Em que nós somos bons

O homo sapiens sapiens – aquela espécie heterogênea que engloba eu, você, o Bin Laden, o Bush e mais uns 6 bilhões de pessoas nesse planeta – pode ser boa em muitas coisas, pode ter criado uma ciência bem avançada, pode ter descoberto a cura de muitas doenças, mas se supera mesmo numa coisa – exterminar outras formas de vida.

Hoje, por exemplo, só há quatro espécies de animais terrestres com mais de uma tonelada métrica: elefantes, rinocerontes, girafas e hipopótamos. O resto ? Extinguimos todos. Inclua aí nessa lista preguiças gigantes, tartarugas do tamanho de um carro pequeno, lagartos-monitores de seis metros e mamutes.

Se os nossos ancestrais tiveram uma boa desculpa para exterminar toda essa fauna – comer, é claro – as extinções modernas não são assim tão desculpáveis.

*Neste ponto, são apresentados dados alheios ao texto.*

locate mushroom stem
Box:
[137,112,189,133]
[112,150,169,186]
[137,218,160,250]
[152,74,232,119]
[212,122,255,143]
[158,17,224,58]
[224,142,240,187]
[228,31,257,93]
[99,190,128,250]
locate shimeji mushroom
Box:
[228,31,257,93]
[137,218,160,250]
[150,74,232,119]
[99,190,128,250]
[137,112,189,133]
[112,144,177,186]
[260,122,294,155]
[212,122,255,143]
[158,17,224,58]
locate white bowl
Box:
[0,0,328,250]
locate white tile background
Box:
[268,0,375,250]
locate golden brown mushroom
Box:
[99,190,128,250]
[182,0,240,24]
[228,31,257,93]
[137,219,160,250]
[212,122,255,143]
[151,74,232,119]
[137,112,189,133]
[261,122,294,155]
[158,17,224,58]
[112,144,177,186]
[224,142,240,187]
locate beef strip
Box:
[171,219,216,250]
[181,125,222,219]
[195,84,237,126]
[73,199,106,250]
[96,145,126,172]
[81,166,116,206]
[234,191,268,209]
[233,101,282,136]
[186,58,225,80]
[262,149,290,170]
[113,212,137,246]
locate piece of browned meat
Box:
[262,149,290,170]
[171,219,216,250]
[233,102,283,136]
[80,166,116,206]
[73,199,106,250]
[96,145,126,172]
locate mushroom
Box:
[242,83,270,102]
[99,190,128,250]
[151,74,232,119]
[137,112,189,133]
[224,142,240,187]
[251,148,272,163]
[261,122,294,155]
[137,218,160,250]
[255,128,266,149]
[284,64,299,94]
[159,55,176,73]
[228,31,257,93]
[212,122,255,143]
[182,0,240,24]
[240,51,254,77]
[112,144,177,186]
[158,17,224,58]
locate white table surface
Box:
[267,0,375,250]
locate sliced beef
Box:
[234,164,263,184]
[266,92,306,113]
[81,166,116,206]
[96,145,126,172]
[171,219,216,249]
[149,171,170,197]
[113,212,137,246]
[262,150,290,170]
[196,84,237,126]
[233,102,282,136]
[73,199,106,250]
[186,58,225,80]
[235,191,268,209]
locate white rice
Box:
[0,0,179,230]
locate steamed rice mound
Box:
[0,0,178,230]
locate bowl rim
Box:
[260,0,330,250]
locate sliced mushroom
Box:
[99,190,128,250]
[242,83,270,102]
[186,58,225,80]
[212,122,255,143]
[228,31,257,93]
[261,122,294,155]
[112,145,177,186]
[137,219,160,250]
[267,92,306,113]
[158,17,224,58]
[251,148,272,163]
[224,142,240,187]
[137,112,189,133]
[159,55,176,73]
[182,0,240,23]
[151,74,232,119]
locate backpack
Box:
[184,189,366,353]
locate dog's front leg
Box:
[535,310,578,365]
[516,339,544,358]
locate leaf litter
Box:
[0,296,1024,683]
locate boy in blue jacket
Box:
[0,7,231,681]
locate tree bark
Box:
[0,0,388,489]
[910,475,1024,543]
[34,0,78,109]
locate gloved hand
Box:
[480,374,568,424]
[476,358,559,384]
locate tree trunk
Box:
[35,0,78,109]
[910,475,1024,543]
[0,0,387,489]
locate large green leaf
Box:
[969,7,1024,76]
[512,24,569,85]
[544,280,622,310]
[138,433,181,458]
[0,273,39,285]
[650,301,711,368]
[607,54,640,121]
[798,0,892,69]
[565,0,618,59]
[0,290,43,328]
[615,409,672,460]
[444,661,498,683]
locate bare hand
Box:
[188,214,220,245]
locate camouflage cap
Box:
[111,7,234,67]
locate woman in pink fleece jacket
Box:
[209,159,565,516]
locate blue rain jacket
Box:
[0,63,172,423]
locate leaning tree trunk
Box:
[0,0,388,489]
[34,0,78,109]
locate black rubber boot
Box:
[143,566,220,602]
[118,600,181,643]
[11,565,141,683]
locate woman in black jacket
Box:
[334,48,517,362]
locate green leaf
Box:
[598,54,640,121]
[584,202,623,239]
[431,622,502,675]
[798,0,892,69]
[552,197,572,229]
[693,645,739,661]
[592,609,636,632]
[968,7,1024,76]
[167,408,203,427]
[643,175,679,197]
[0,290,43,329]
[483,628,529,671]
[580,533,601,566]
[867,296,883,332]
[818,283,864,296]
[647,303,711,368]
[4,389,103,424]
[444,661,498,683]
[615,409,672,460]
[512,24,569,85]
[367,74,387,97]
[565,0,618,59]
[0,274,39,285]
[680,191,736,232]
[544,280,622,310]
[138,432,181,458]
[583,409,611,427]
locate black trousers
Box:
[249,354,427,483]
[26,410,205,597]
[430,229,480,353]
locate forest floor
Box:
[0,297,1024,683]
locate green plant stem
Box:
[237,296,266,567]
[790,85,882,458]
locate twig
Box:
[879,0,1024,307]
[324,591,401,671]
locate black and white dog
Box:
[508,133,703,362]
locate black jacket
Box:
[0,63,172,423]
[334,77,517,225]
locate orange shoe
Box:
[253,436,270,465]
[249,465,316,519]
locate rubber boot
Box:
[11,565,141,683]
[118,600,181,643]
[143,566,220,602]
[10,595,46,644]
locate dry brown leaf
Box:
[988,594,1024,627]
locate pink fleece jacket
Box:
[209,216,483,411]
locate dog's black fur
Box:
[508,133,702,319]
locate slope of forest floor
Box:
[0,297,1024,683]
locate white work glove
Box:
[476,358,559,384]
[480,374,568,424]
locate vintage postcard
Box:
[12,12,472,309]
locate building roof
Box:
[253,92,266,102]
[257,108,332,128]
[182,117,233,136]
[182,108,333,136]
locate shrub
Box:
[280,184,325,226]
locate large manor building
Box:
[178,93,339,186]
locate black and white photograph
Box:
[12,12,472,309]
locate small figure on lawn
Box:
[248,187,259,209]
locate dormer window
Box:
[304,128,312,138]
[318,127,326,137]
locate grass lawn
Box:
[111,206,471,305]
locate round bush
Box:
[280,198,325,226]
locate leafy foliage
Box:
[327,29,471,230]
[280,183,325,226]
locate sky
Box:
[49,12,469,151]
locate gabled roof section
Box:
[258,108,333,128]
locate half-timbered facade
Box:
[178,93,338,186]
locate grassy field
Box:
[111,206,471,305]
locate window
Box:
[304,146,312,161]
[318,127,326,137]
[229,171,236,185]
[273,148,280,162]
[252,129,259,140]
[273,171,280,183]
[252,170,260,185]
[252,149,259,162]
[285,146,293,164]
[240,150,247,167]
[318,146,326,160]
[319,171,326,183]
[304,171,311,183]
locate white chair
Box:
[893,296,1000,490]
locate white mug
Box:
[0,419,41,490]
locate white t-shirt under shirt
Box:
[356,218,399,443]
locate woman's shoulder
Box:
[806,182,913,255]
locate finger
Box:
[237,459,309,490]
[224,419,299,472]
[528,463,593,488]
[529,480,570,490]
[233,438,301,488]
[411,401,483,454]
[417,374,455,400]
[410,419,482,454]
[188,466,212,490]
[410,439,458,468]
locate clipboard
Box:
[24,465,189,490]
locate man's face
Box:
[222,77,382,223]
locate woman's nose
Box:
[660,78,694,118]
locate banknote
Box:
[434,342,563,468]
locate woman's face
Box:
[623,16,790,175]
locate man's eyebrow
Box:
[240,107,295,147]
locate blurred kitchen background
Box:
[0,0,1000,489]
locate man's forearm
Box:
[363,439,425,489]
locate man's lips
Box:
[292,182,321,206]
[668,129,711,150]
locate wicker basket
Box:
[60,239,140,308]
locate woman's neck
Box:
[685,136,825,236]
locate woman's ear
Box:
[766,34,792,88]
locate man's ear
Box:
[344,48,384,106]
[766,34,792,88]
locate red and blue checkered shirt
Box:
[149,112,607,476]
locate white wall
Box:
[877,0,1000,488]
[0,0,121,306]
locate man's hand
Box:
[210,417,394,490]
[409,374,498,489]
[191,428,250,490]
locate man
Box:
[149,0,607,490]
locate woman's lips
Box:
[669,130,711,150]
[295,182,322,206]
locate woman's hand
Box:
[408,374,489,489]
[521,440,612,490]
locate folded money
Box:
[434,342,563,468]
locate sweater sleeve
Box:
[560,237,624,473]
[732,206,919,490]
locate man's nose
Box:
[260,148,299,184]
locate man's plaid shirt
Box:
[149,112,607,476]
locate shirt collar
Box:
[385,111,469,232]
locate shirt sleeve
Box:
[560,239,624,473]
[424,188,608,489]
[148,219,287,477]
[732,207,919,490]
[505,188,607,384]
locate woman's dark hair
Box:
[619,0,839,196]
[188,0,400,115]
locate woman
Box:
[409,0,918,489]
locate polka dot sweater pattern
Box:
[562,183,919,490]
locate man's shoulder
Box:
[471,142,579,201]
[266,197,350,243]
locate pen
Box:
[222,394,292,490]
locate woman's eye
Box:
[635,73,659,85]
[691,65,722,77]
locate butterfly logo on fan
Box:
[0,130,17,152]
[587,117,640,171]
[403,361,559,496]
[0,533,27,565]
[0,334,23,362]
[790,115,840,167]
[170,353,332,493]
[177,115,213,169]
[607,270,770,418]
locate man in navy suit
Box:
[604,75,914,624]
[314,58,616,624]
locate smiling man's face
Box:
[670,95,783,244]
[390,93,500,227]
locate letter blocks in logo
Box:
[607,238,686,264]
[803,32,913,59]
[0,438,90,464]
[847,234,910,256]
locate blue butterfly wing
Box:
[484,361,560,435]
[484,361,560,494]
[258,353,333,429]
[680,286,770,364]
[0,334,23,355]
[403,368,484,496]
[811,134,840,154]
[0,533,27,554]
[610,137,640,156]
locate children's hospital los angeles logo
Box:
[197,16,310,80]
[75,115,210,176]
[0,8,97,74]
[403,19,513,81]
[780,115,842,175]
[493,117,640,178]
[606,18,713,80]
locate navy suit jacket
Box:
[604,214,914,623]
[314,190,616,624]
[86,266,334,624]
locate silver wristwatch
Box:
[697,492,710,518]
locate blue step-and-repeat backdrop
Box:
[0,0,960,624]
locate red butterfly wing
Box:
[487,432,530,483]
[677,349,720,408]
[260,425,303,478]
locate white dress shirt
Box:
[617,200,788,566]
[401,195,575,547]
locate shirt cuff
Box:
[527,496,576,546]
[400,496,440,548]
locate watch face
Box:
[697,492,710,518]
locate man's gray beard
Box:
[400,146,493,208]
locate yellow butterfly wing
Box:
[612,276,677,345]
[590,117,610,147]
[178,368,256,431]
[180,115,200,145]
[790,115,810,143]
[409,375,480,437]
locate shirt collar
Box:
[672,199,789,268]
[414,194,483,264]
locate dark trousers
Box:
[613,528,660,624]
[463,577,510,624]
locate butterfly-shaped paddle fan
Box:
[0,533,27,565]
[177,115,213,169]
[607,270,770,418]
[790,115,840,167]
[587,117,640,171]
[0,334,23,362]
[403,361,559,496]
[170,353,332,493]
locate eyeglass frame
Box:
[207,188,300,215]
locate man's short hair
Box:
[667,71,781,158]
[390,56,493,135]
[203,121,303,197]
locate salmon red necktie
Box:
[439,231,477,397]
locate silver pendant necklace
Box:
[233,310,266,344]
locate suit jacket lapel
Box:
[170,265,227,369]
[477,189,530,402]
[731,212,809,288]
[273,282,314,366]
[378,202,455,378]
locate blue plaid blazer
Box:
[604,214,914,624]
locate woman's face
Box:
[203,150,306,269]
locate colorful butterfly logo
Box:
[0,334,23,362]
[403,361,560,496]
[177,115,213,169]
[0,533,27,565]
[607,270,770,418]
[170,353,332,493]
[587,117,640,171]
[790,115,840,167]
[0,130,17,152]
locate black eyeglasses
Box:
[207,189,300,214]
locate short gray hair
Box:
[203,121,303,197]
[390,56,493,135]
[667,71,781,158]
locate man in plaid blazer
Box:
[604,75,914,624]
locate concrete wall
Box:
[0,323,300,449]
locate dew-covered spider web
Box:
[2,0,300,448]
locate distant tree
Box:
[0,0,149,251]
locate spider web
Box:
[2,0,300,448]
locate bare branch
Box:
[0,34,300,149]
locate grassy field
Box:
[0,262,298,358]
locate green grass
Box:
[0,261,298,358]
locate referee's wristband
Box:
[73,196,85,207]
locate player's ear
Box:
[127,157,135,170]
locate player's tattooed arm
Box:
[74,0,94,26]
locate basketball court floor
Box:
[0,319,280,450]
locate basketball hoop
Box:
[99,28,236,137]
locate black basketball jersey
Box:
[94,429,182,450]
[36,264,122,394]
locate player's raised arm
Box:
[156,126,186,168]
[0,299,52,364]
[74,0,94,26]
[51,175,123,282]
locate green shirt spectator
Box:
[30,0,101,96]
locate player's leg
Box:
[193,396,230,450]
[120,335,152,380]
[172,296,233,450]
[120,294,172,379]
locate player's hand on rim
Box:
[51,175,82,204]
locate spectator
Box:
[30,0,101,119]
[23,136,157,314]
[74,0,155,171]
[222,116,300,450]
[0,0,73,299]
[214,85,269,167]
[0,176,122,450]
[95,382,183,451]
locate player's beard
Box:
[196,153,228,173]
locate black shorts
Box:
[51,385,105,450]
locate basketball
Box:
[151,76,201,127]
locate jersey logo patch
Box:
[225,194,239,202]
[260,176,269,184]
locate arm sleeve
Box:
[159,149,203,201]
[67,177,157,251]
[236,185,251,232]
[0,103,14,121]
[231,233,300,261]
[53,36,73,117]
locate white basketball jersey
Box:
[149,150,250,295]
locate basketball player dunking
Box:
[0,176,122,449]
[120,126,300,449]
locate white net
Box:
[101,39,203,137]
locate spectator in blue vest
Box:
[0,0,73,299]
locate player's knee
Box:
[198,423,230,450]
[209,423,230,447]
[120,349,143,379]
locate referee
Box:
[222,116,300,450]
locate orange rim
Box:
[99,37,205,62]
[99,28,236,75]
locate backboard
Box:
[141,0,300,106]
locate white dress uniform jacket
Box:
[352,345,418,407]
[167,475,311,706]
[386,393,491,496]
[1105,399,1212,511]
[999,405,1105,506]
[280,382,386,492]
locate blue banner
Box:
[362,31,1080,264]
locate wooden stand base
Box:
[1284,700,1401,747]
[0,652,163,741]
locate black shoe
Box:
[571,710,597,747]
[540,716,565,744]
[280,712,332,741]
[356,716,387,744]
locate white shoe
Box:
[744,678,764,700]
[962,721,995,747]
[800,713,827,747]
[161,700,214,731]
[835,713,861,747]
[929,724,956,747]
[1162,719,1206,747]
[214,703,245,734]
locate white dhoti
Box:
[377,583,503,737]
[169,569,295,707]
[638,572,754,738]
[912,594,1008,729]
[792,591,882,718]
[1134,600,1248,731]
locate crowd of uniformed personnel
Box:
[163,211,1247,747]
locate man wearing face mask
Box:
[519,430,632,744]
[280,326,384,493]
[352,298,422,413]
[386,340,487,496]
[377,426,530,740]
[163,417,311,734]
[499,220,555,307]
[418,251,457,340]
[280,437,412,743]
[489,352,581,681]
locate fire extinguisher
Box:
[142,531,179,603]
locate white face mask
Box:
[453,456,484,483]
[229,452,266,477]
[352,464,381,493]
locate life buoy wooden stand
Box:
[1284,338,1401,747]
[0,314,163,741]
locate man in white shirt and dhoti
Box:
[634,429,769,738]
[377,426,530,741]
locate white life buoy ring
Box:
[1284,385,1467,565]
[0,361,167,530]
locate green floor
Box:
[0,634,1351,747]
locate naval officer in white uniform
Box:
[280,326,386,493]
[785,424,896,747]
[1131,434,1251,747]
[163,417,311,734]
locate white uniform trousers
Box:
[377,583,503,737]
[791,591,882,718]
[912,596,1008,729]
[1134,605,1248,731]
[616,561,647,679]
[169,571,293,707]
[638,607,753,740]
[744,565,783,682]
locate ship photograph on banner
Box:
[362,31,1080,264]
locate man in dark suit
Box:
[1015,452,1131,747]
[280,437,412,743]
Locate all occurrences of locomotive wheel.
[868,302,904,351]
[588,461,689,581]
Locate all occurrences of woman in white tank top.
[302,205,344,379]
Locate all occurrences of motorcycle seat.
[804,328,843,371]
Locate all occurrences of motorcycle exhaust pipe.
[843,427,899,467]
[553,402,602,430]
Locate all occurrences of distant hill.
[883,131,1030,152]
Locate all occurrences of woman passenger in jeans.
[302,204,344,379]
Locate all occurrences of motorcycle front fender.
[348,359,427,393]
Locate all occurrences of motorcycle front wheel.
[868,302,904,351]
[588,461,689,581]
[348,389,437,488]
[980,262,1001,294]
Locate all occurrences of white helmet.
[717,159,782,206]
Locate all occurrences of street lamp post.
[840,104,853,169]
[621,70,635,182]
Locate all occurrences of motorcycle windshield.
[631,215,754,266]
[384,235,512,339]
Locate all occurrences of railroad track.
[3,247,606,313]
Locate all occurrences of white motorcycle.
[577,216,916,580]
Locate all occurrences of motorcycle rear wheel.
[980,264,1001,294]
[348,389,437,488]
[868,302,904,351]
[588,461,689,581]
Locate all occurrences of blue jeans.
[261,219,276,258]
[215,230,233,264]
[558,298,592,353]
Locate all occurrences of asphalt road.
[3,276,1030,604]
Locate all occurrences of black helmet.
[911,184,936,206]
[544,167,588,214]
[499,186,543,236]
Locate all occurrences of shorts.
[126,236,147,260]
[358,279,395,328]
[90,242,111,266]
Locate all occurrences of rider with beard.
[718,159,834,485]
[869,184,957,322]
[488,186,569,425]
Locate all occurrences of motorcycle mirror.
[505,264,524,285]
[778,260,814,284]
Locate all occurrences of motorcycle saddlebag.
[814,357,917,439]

Veja o caso do pássaro Dodô. Tudo bem que ele era meio idiota: bastava capturar um e fazê-lo guinchar para que todos os outros que estivessem por perto aparecessem. Mas ele era o maior representante da família dos pombos em todos os tempos. O que resta hoje dele ? Uma cabeça e um pedaço de asa empalhados e alguns outros ossos, além de alguns desenhos. Não temos sequer um ovo de Dodô, ou uma descrição científica de como ele era.

Esse pássaro era estúpido

Mas o caso do pássaro Dodô é só o mais conhecido. O último lobo-da-tasmânia, um animal parecido com um cão com listras de tigre nas costas e que foi o único grande marsupial carnívoro a viver nos tempos modernos, morreu em 1936 e foi empalhado. Anos depois, foi jogado no lixo. Só o que resta dele agora são fotografias.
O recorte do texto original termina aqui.